When art confronts politics and the corporate boardroom

Nelson Madiba Mandela remains an international figure many hold dear for his leadership and rectitude. It was therefore to great dismay around the world that a South African artist should portray Madiba being sexually assaulted by President Jacob Zuma in a work the artist titled, The Economy of Rape.

Thursday, April 27, 2017

Nelson ‘Madiba’ Mandela remains an international figure many hold dear for his leadership and rectitude. It was therefore to great dismay around the world that a South African artist should portray Madiba being sexually assaulted by President Jacob Zuma in a work the artist titled, "The Economy of Eape”.

The artist, Ayanda Mabulu, was supposedly protesting Zuma’s leadership, claiming the President is violating democratic values of the country that Mandela supposedly represented in the painting.

President Zuma is often the butt of cartoonists’ political satire in South Africa, some of them not unlike Mabulu’s. But the work left little to the imagination, and was roundly condemned as abhorrent and grossly lacking in respect.

Did the artist take his right to freedom of speech too far? What is the limit to this right?

That is the question art often has to grapple with. Madiba and Zuma are public figures, by the token of which they become elevated into being public symbols, thus belonging to nobody and everybody.

In untangling personhood and symbolism, it is thus in the nature of public art to sometimes raise heated passions, even by the seemingly most innocuous and straightforward of concepts.

Take the concept of the "Fearless Girl” captured in the bronze sculpture depicting a young girl standing defiantly with hands on her hips in front of the famous Charging Bull in New York’s Manhattan Financial District. The sculpture was meant to celebrate this year’s International Women’s Day.

State Street Global Advisors, the firm that commissioned the work aimed it to represent the power of women in leadership, and thought that the image of a girl would be more relatable than one of an adult woman in questioning their dismal numbers of women representation in the corporate boardroom.

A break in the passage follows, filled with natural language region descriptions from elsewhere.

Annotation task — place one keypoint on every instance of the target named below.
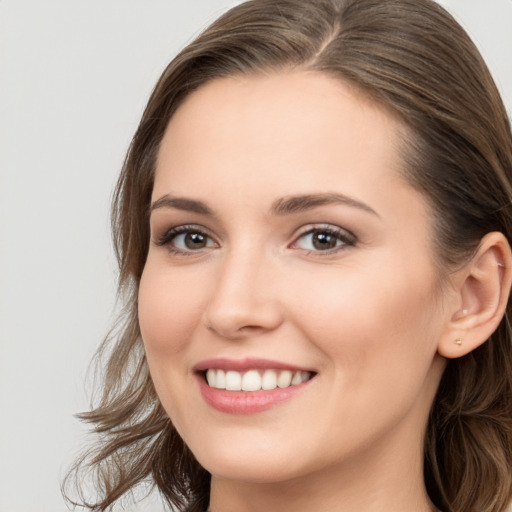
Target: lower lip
(247, 402)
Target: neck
(361, 485)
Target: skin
(367, 316)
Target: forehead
(296, 121)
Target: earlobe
(483, 290)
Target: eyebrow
(283, 206)
(297, 204)
(182, 203)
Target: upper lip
(242, 365)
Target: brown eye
(194, 241)
(324, 241)
(186, 239)
(328, 239)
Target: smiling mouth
(255, 380)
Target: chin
(249, 463)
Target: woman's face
(286, 245)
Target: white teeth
(220, 379)
(284, 379)
(297, 378)
(269, 380)
(254, 380)
(210, 378)
(251, 381)
(233, 381)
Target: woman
(313, 226)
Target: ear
(482, 289)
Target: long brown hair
(412, 57)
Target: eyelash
(169, 236)
(343, 239)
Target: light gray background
(74, 78)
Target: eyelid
(347, 238)
(170, 234)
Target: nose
(245, 301)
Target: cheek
(367, 318)
(169, 311)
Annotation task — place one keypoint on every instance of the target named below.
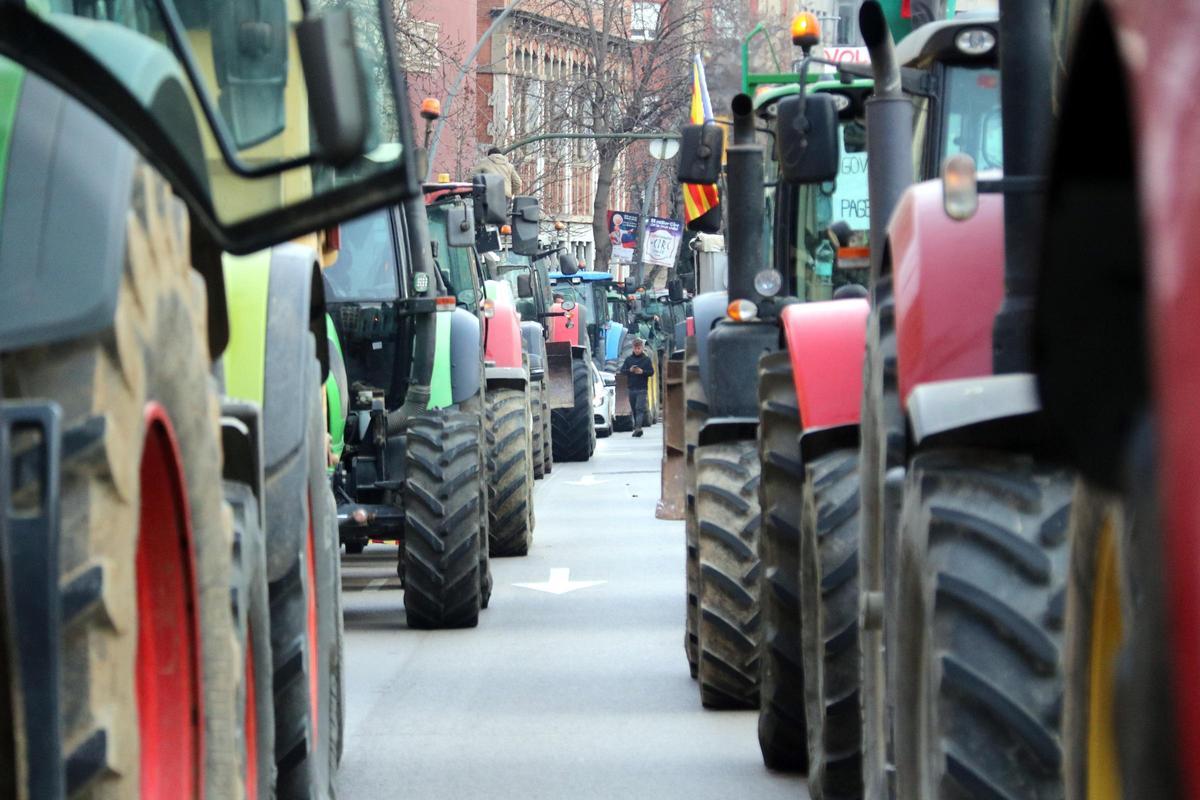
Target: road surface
(556, 696)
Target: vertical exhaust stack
(888, 128)
(1025, 88)
(747, 204)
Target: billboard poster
(663, 240)
(623, 235)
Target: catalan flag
(701, 200)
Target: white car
(604, 401)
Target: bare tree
(634, 77)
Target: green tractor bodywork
(798, 217)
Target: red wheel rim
(313, 642)
(171, 709)
(251, 720)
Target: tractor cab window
(972, 121)
(366, 262)
(222, 88)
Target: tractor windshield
(456, 264)
(971, 120)
(366, 268)
(215, 92)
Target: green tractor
(413, 462)
(165, 402)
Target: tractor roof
(936, 42)
(771, 96)
(583, 275)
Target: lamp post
(462, 74)
(660, 150)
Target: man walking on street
(639, 367)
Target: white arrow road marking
(587, 480)
(559, 582)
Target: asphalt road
(577, 695)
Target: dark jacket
(637, 382)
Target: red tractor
(1116, 360)
(963, 558)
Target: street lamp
(462, 76)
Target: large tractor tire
(696, 411)
(252, 615)
(983, 573)
(442, 555)
(509, 480)
(303, 563)
(145, 537)
(573, 433)
(881, 449)
(730, 615)
(537, 431)
(828, 570)
(781, 727)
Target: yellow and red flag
(699, 200)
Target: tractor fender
(65, 204)
(948, 280)
(465, 347)
(990, 410)
(826, 344)
(727, 428)
(276, 298)
(706, 310)
(534, 343)
(503, 337)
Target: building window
(645, 20)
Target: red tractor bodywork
(502, 336)
(826, 343)
(948, 282)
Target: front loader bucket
(559, 378)
(673, 493)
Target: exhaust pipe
(747, 204)
(888, 128)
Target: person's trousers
(637, 407)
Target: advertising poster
(663, 240)
(623, 235)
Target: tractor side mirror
(526, 224)
(700, 154)
(675, 290)
(489, 193)
(567, 264)
(336, 84)
(808, 139)
(460, 226)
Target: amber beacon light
(805, 30)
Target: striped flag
(700, 200)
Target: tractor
(511, 409)
(412, 343)
(1114, 353)
(963, 511)
(162, 407)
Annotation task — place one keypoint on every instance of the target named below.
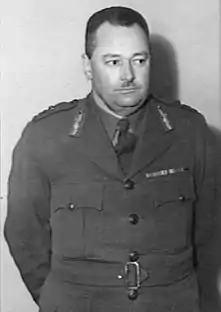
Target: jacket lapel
(155, 138)
(94, 140)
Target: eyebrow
(142, 53)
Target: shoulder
(51, 123)
(55, 109)
(180, 112)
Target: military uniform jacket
(84, 235)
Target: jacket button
(134, 256)
(132, 294)
(71, 206)
(129, 184)
(182, 198)
(133, 218)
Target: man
(111, 198)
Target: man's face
(119, 67)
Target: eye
(140, 61)
(113, 62)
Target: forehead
(120, 39)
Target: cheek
(106, 80)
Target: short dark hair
(115, 15)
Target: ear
(87, 66)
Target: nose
(127, 72)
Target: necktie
(126, 140)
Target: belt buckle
(137, 274)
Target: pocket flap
(76, 195)
(170, 191)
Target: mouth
(126, 90)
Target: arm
(207, 242)
(27, 229)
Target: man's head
(117, 58)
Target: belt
(132, 274)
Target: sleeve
(27, 227)
(207, 236)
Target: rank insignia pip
(77, 124)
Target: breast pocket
(76, 219)
(173, 200)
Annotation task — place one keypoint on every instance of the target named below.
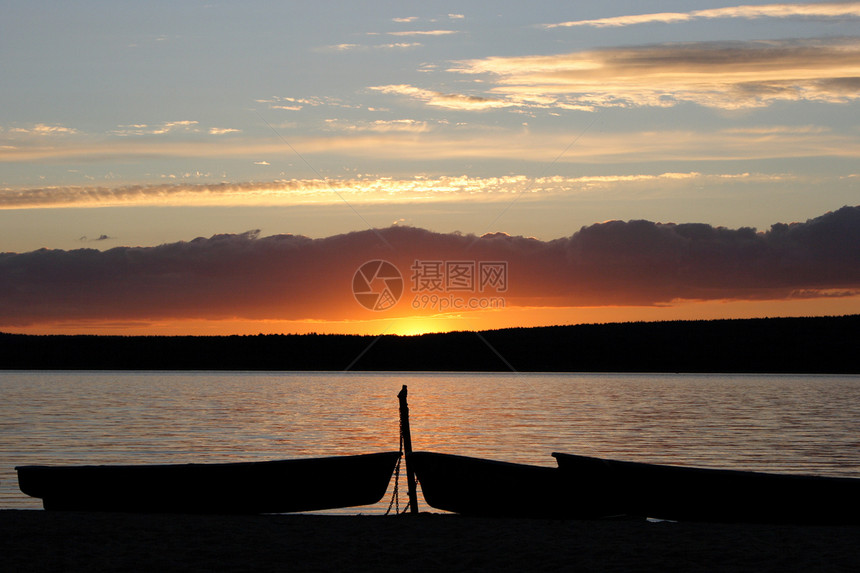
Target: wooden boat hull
(248, 487)
(699, 494)
(490, 488)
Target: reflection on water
(801, 424)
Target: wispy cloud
(222, 130)
(365, 47)
(44, 129)
(439, 99)
(423, 33)
(157, 129)
(380, 126)
(454, 142)
(727, 75)
(808, 10)
(362, 190)
(288, 277)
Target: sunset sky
(229, 167)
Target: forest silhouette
(778, 345)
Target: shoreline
(37, 541)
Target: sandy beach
(37, 541)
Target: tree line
(778, 345)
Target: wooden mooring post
(406, 435)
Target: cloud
(288, 277)
(423, 33)
(450, 141)
(354, 47)
(158, 129)
(727, 75)
(380, 126)
(222, 130)
(44, 129)
(448, 101)
(818, 10)
(374, 190)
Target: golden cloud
(354, 191)
(727, 75)
(820, 10)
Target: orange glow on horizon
(464, 321)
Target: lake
(777, 423)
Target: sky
(405, 167)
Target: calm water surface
(800, 424)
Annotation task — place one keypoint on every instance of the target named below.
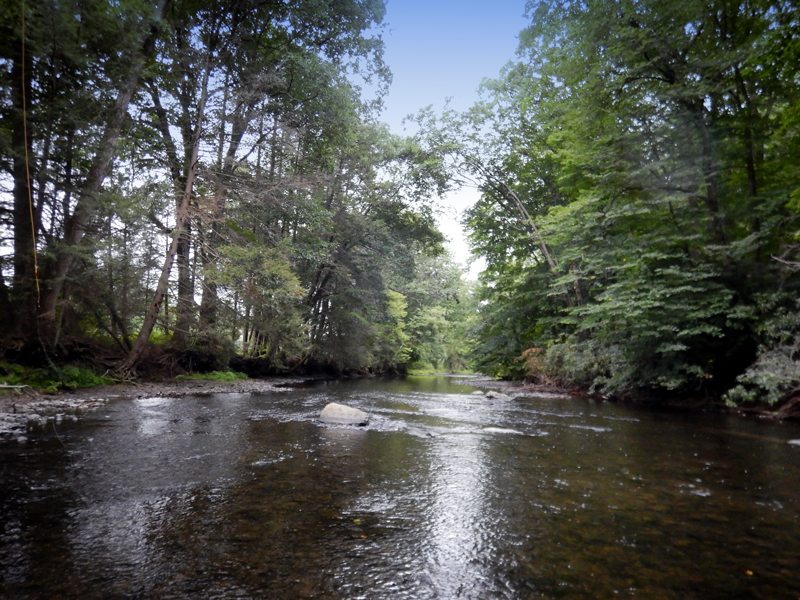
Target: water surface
(444, 495)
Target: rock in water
(339, 414)
(497, 395)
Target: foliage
(53, 379)
(637, 170)
(215, 376)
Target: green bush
(215, 376)
(51, 380)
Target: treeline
(640, 177)
(207, 174)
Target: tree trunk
(77, 223)
(25, 294)
(128, 367)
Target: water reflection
(444, 495)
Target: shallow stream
(445, 494)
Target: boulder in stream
(339, 414)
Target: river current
(445, 494)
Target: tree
(651, 142)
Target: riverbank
(24, 409)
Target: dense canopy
(212, 177)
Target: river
(445, 494)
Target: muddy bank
(23, 410)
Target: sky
(443, 48)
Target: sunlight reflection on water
(444, 495)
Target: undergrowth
(215, 376)
(51, 380)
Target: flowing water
(444, 495)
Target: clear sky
(443, 48)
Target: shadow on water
(444, 495)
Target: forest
(189, 183)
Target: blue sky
(442, 48)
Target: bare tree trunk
(25, 286)
(128, 367)
(78, 222)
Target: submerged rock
(497, 395)
(339, 414)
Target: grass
(51, 380)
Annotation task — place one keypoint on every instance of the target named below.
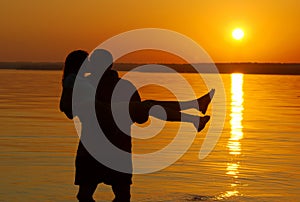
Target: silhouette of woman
(90, 172)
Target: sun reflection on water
(236, 133)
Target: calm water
(256, 158)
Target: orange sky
(36, 30)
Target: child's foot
(204, 101)
(202, 123)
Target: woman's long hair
(73, 62)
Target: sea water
(255, 159)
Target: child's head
(73, 62)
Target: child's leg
(175, 115)
(201, 103)
(85, 193)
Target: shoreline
(246, 68)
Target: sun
(238, 34)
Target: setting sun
(238, 34)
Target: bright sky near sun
(36, 30)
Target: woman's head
(73, 62)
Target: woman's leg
(122, 192)
(86, 191)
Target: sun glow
(238, 34)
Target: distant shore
(246, 68)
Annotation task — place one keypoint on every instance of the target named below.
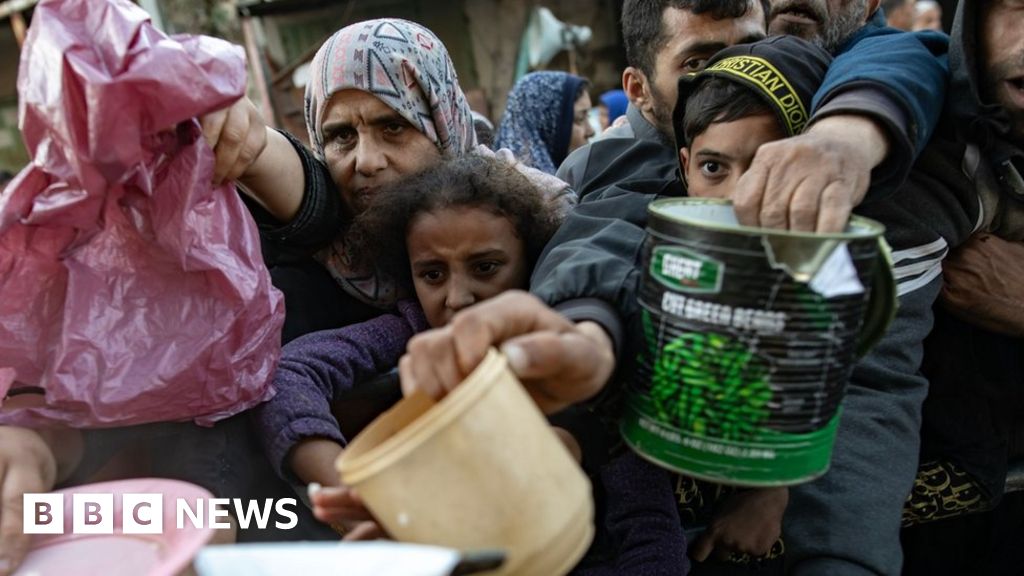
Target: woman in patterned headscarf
(546, 119)
(382, 103)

The message is universal, and certainly rings true in the EAC, even in corporate Rwanda where women are inadequately represented.

But in New York where it proved a crowd puller, as reported in the Atlantic Magazine, some derided it as "Wall Street pinkwashing” and that it was a PR gimmick. They dismissed it as "fake corporate feminism” with little to do with promoting gender equity.

While it proved the point sparking debate, Arturo Di Modica, the sculptor who created the Charging Bull statue was against it. He was accusing the Fearless Girl’s sponsors of copyright infringement.

Di Modica claims it was changing the message of his work; that the Fearless Girl was "attacking the bull” he’d created, as his work was placed on Wall Street a symbol of a booming economy.

The debate continues to rage, but is nothing compared to the 2015 Charlie Hebdo murders of the French satire magazine cartoonists and journalists. This was in retribution by Muslim fanatics offended by lampooning of their supreme prophet on a cover issue of the magazine.

The murders denote an extreme reaction, while the Fearless Girl’s is probably only as good as raising an intellectual debate on policy options. The symbolism of a defiant little girl would be nothing to be violent about.

Ayanda Mabulu’s artwork, on the other hand, probably lies somewhere between the two for the ire and disgust it appears to have provoked.

So, did he take it too far?

International law is categorical that he may not have, specifically under Article 19 of the International Covenant on Civil and Political Rights (ICCPR).

But I will submit that some things can be too personal. And, speaking for myself as a dabbler in literary art, I would be inclined to agree with the ICCPR, though an anecdote on the Pope would probably best illustrate a human dilemma.

Shortly after the Charlie Hebdo killings, Pope Francis fielded questions from journalists on the plane as he was travelling to the Philippines.

After condemning the massacre in strongest terms possible while citing the right to freedom of expression, he was asked whether there were limits to free speech.

"We watched transfixed as he responded to [the] question,” a BBC reporter narrated.

Swinging his arm to demonstrate, she explained, Pope Francis made clear that if his friend insulted what was most dear to him – his mother, for example – that friend could expect a punch.

It was not what many liberal fans of the Pontiff had expected.